The issue of the Catholic Church's refusal to sanction divorce, ever sensitive in the United States, has flared up again with the Vatican's reversal of the previous religious annulment of the first marriage of former Congressman Joseph Kennedy - nephew of President John F Kennedy and scion of America's most famous Catholic family.

The initial annulment, which effectively wiped off the books the original marriage of the 54-year-old Mr Kennedy, was granted more than a decade ago by an archdiocesal court in Boston. But Sheila Rauch, the former wife of Mr Kennedy, has now won a possibly ground-breaking appeal to the Sacred Roman Rota, the Vatican court. Technically, her ex-husband can seek to have the Rota's ruling overturned by the Apostolic Signatura, the highest court of the Catholic Church apart from Pope Benedict XVI himself. But this is considered unlikely.

Vindication, however belated, has delighted Ms Rauch. "I am very pleased," she told Time magazine which first reported the annulment's reversal. "There was a real marriage. It was a marriage that failed, but as grown-ups we need to take responsibility for that. The annulment process was dishonest, and it was important to stand up and say that." Mr Kennedy's setback is but the latest for a family whose triumphs of a generation ago have now been far outweighed by political tragedy and personal calamities. The toothily handsome eldest son of the murdered Bobby Kennedy, Joe was once seen as a new standard-bearer for what, in a pre-Bush and pre-Clinton era, had been America's most successful political dynasty.

But his controversy sparked by the annulment of his marriage almost certainly hastened the end of his public career.

After a relatively amicable civil divorce in 1991, Ms Rauch learnt that her ex-husband had successfully obtained the religious annulment, on the basis that the union, which had lasted 12 years and produced two children, had been based on "false premises" and thus had never really happened at all. This meant that Mr Kennedy could have a Church marriage with his second wife, Beth Kelly, whom he had wed in a civil ceremony in 1991.
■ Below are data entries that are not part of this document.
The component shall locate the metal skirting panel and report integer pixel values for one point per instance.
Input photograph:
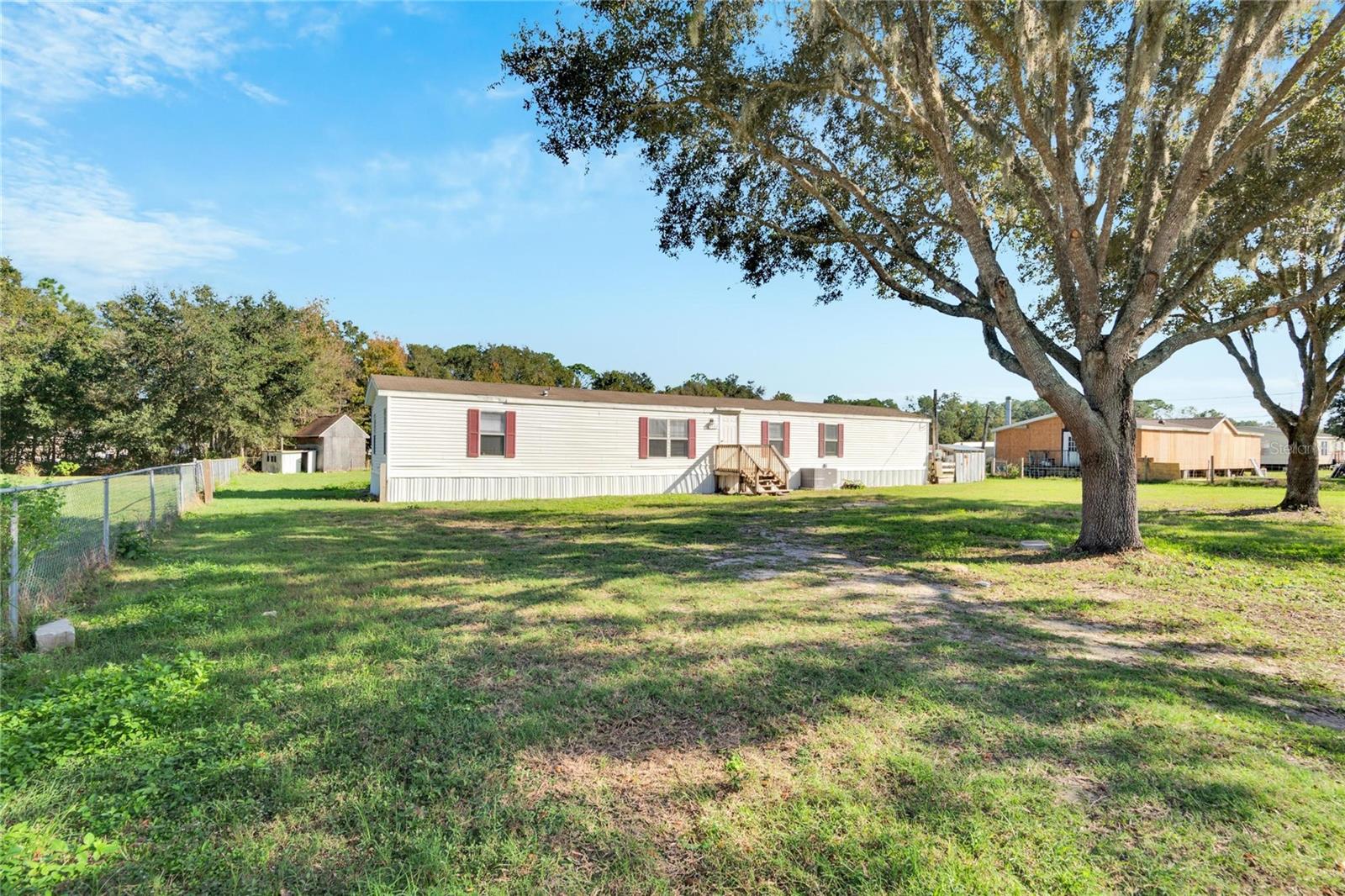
(878, 478)
(404, 488)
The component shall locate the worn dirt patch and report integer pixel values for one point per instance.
(1324, 716)
(775, 555)
(654, 795)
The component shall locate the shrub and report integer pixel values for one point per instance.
(132, 542)
(33, 860)
(40, 525)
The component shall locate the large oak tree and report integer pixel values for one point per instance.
(1052, 172)
(1288, 259)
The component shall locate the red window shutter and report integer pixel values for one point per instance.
(474, 432)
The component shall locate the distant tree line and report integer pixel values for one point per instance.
(155, 377)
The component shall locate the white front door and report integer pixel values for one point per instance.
(728, 430)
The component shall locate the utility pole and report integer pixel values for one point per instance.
(934, 437)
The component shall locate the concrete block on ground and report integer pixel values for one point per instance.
(54, 635)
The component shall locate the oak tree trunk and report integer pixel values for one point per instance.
(1106, 441)
(1301, 472)
(1111, 505)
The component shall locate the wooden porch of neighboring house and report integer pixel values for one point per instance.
(750, 470)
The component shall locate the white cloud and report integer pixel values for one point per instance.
(456, 192)
(66, 219)
(64, 53)
(253, 91)
(57, 54)
(463, 192)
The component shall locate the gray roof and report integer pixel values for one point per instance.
(385, 382)
(1180, 423)
(319, 425)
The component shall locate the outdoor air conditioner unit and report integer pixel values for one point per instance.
(818, 478)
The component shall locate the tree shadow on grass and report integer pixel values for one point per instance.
(427, 669)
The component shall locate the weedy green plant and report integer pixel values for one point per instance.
(94, 710)
(736, 768)
(132, 542)
(40, 526)
(35, 862)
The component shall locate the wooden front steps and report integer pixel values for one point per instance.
(751, 470)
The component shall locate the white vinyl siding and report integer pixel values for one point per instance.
(589, 448)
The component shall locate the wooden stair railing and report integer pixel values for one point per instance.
(753, 468)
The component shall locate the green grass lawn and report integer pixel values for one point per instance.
(853, 692)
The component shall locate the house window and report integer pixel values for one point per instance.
(669, 439)
(493, 434)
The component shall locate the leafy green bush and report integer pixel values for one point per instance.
(33, 860)
(132, 542)
(94, 710)
(40, 525)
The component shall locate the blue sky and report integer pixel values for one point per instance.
(354, 152)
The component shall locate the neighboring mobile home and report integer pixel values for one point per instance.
(1331, 450)
(1044, 444)
(455, 440)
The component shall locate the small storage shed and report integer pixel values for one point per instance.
(303, 461)
(1047, 448)
(340, 441)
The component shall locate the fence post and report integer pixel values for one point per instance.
(107, 519)
(13, 569)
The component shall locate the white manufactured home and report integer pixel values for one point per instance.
(455, 440)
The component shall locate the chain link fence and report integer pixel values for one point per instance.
(55, 532)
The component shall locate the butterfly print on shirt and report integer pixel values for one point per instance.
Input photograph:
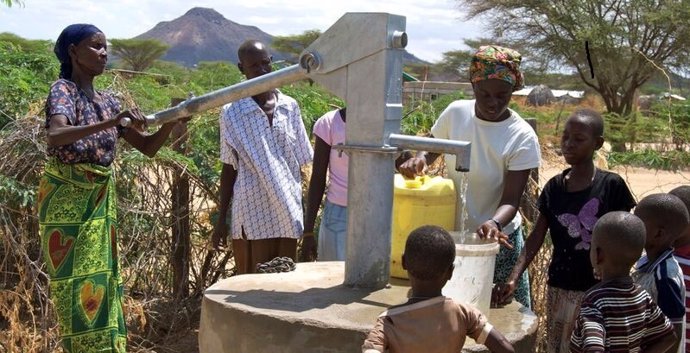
(581, 225)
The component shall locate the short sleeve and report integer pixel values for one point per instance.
(474, 321)
(671, 299)
(303, 149)
(60, 102)
(526, 154)
(589, 331)
(228, 155)
(376, 339)
(545, 196)
(621, 197)
(322, 128)
(442, 125)
(657, 325)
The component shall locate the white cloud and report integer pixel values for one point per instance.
(433, 26)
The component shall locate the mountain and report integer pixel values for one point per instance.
(203, 34)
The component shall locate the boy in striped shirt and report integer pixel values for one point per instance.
(682, 254)
(616, 315)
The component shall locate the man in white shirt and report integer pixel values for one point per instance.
(263, 146)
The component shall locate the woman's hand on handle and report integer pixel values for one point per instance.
(138, 120)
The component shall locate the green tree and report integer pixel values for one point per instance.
(293, 45)
(26, 70)
(138, 54)
(626, 39)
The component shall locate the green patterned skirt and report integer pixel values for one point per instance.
(77, 219)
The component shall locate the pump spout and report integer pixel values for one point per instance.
(461, 149)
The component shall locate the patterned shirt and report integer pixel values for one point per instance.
(267, 197)
(67, 99)
(571, 217)
(682, 255)
(618, 316)
(436, 325)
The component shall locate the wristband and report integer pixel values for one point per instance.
(498, 224)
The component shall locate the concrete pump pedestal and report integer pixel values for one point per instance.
(309, 310)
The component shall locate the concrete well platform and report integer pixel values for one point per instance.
(309, 310)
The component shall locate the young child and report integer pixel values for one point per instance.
(569, 206)
(682, 255)
(616, 315)
(665, 218)
(263, 146)
(430, 322)
(329, 130)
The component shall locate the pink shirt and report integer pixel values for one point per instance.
(331, 129)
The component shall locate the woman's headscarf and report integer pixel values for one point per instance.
(494, 62)
(72, 34)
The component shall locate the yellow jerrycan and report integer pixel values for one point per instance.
(416, 202)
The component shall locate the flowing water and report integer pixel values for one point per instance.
(462, 203)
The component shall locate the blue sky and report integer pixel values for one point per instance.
(433, 26)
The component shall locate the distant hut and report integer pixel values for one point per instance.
(540, 95)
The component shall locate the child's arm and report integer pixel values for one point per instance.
(671, 301)
(532, 246)
(497, 343)
(677, 334)
(317, 186)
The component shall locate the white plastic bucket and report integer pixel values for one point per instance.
(472, 280)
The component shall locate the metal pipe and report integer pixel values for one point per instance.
(229, 94)
(461, 149)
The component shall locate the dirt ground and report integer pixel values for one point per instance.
(642, 182)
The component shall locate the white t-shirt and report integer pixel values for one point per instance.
(497, 147)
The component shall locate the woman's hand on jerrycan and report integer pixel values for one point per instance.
(413, 167)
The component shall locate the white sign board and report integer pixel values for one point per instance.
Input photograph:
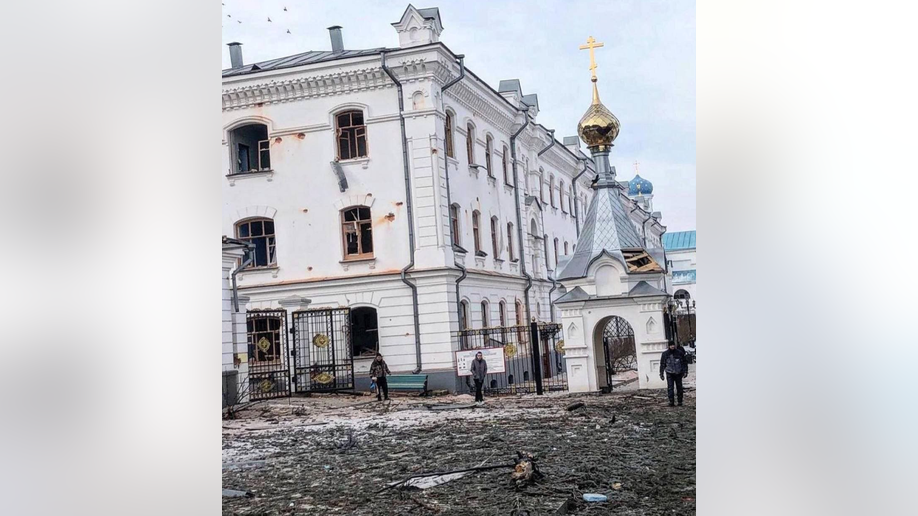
(493, 356)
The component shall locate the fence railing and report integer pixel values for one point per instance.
(528, 368)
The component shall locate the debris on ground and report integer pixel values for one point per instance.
(363, 458)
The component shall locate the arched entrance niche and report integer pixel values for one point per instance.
(614, 348)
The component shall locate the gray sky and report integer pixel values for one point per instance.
(646, 68)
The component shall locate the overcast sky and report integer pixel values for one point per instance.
(646, 68)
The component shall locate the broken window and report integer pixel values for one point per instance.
(264, 337)
(551, 190)
(259, 232)
(351, 132)
(489, 144)
(248, 139)
(495, 247)
(463, 315)
(454, 223)
(476, 218)
(639, 261)
(365, 331)
(561, 195)
(450, 151)
(503, 160)
(357, 233)
(470, 143)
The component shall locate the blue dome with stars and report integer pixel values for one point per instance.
(639, 185)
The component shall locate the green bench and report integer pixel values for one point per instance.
(408, 382)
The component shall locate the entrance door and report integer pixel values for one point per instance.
(323, 359)
(618, 348)
(269, 371)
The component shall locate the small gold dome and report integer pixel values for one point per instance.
(598, 127)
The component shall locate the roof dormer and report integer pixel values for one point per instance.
(418, 27)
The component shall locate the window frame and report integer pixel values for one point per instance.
(470, 143)
(476, 231)
(358, 230)
(495, 239)
(448, 142)
(489, 151)
(270, 248)
(359, 131)
(454, 212)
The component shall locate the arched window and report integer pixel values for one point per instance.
(470, 143)
(489, 144)
(251, 148)
(448, 138)
(364, 331)
(503, 161)
(495, 247)
(561, 195)
(463, 315)
(541, 185)
(476, 231)
(551, 190)
(454, 224)
(351, 132)
(357, 233)
(259, 232)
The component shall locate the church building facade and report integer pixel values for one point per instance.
(396, 184)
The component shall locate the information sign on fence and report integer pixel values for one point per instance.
(493, 356)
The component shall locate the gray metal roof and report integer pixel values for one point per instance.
(607, 228)
(645, 289)
(306, 58)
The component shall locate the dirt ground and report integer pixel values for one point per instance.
(334, 454)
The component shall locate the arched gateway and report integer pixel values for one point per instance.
(615, 351)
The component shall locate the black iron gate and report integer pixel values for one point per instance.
(323, 360)
(528, 368)
(618, 348)
(269, 368)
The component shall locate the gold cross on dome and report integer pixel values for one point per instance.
(591, 44)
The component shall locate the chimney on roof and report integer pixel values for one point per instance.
(235, 54)
(337, 40)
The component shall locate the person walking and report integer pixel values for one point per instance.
(378, 372)
(479, 370)
(675, 365)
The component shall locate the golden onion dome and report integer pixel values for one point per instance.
(598, 127)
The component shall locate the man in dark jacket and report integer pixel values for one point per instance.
(479, 370)
(674, 364)
(378, 372)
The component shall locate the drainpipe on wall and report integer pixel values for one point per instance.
(449, 200)
(519, 214)
(554, 283)
(583, 162)
(412, 286)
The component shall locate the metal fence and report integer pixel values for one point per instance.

Ms Rauch, however, would not go quietly. Outraged at how a dozen years of her life had been airbrushed out of existence by the Church, she published in 1997 a searing memoir entitled Shattered Faith, describing her ordeal. The case became a cause célèbre, and as women's groups came out in support of Ms Rauch, her former husband's approval ratings tumbled.

In the end the man who had been widely touted as a future Massachusetts governor, and more, decided not to seek relection to the House seat he had held since 1987, and in 1999 he returned to private life, and the helm of Citizens' Energy Corporation, a non-profit energy company he had founded in 1979, where Mr Kennedy, now 54, remains to this day.

For all the well-publicised personal travails of the Kennedy family, especially its younger members, the Rota's ruling was something of a surprise, given the powerful connections of the clan to the Catholic establishment, and the fact that Ms Rauch is an Episcopalian.

The affair has also cast a spotlight on the long-standing tensions between the Rome's strict official doctrines on social issues such as marriage and abortion, and the more liberal attitudes of American Catholics - and on the tacit accommodations that have been reached, in the interests of preserving harmony between the Church and its wealthy followers in the US, whose financial support is so important to Vatican operations.

There are eight million divorced and remarried Catholics in the US; although the country contains only 6 per cent of the world's Catholics, it accounts for three-quarters of all annulments sanctioned by the Vatican each year. In 1968, the American Catholic Church granted only 600 annulments a year. That figure is now 60,000.

The issue cropped up in 2004 when it emerged that John Kerry, a Catholic and Democratic presidential candidate, had obtained an annulment of his first marriage. It might arise this time around as well. Another Catholic, the former New York mayor Rudolph Giuliani, is the front-runner for the Republican nomination in 2008. He has had one of his two previous marriages annulled.